Thursday, November 13, 2008

Fish n’ Chips Meets Dinuguan at Puto

By Anna Urquiola-Green
INQUIRER.net and PROUDLY FILIPINA.com

WHEN I was invited to write an article about a Filipina’s life in the United Kingdom, I jumped at the opportunity. Mainly because I want to share the experiences I had in this country and quite a lot of these were eye-openers for me.

Moving here three years ago, I learned to adapt quickly especially with the climate. My family and I spent the previous 10 years in the Middle East and from a place where there is only one season — summer, and here in England when they have 4 seasons, it is a total shock to the system. After all, out here one can sometimes experience 4 seasons in one day! I did enjoy shopping for clothes and acquiring a few pairs of boots and not realising that after winter, you have to store the bulky clothes you’ve collected which has taken space in the closet. This is one of the few instances a Filipino’s inborn talent of maximizing the space of a cardboard box when sending pasalubong (presents) back home to the Philippines comes in handy.

Although we Filipinos have English as a second language in the Philippines, here in the UK, I have realized that I still have a lot to learn too, not with the accent but the ordinary words we know. When somebody offers you a fag, it doesn’t mean they’re fixing you up on a same sex blind date, it is an offer for a cigarette! I must have heard this line before I just can’t remember where but it does show that a single word can mean two different things and could land you in hot water.

There are no eggplants in England, they have aubergines. And no, it’s not a color, that’s what they call it here. When someone says chips, it’s not the chips you see at the casinos or the chips we eat as merienda/snack. Chips means French fries and crisps are chips i.e. potato chips or in England they call it potato crisps, are you confused yet?

Shop means the place where you go and buy things and store is a verb. For example, you store your shoes in the box. It’s no wonder that most Filipino nurses when they come to work here have to relearn English. After all, if his/her patient complains of a hammering headache, she might write down in the patient’s medical records that a hammer is responsible for the patient’s migraine! These are a few of the many English words one has to reprogram inside a Pinoy’s brain when coming to England. And most important too is the way you spell the words as you who’s reading this article might have noticed already.

What’s the food on my table? As a Filipina married to a British, I have incorporated Filipino foods in our menu but with a British twist. Such as when cooking nilaga or pochero, I don’t include saba (cooking banana) as my family considers it strange to include a fruit in cooking stew or in a casserole dish. I would substitute instead potatoes and/or cabbages instead of other ingredients that my family would find acceptable. Bagoong or shrimp paste (which one can buy in Chinese speciality shops) I have learned to forego in this household as the smell might offend my husband’s sensitive nose and the neighbors too!
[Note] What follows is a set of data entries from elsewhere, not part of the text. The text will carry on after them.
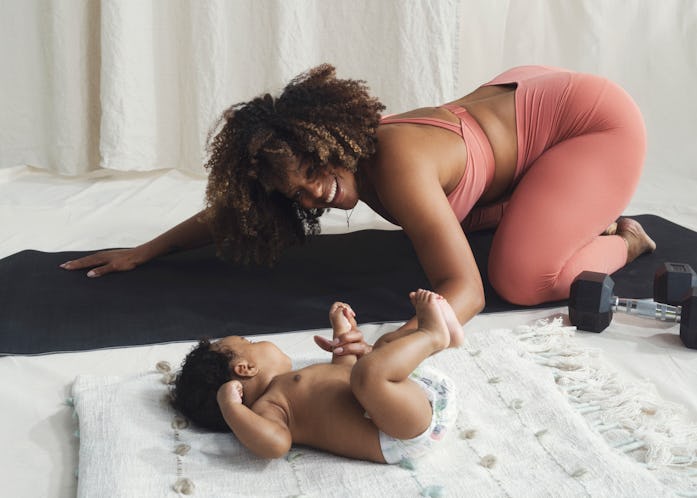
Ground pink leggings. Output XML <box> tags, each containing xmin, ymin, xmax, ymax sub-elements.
<box><xmin>478</xmin><ymin>67</ymin><xmax>646</xmax><ymax>305</ymax></box>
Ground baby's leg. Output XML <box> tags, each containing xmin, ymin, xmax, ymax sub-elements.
<box><xmin>351</xmin><ymin>290</ymin><xmax>452</xmax><ymax>439</ymax></box>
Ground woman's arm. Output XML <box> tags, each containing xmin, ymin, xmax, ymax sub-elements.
<box><xmin>61</xmin><ymin>207</ymin><xmax>213</xmax><ymax>277</ymax></box>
Most important of all is when hosting parties. Filipino culture back in the Philippines dictates that when one hosts a party it’s always best to prepare more food than necessary as the host loses face if one runs out of food, Here in England, when you host a party, the number one rule is to never run out of drinks. It doesn’t matter if your guests starve a little as long as you keep the drinks flowing. After all, when your guests are inebriated, they would not probably remember that you didn’t serve enough food for the party!

Living here in the UK has made me appreciate more the life I had back in the Philippines. Doing household chores in this country makes me think of the household helpers we sometimes take for granted back home. When painting the interior of our house, I look back and wish I could beam up, as in Star Trek, that handyman we regularly hired to paint our bedrooms. But living here in England made me also become more self- sufficient and assertive. After all, that’s what life is about no matter where you live. To quote my favorite saying: If life deals you lemons, make lemonade, if tomatoes, make Bloody Marys. And that’s how I live my life here, some days are lemons, some days are tomatoes.

(About the author: Anna Green our ka-pinay correspondent from UK, is married to a british national and currently working part time in a primary school, with one child. They lived for a decade in the middle east till they finally decided to move to Chelmsford, England permanently).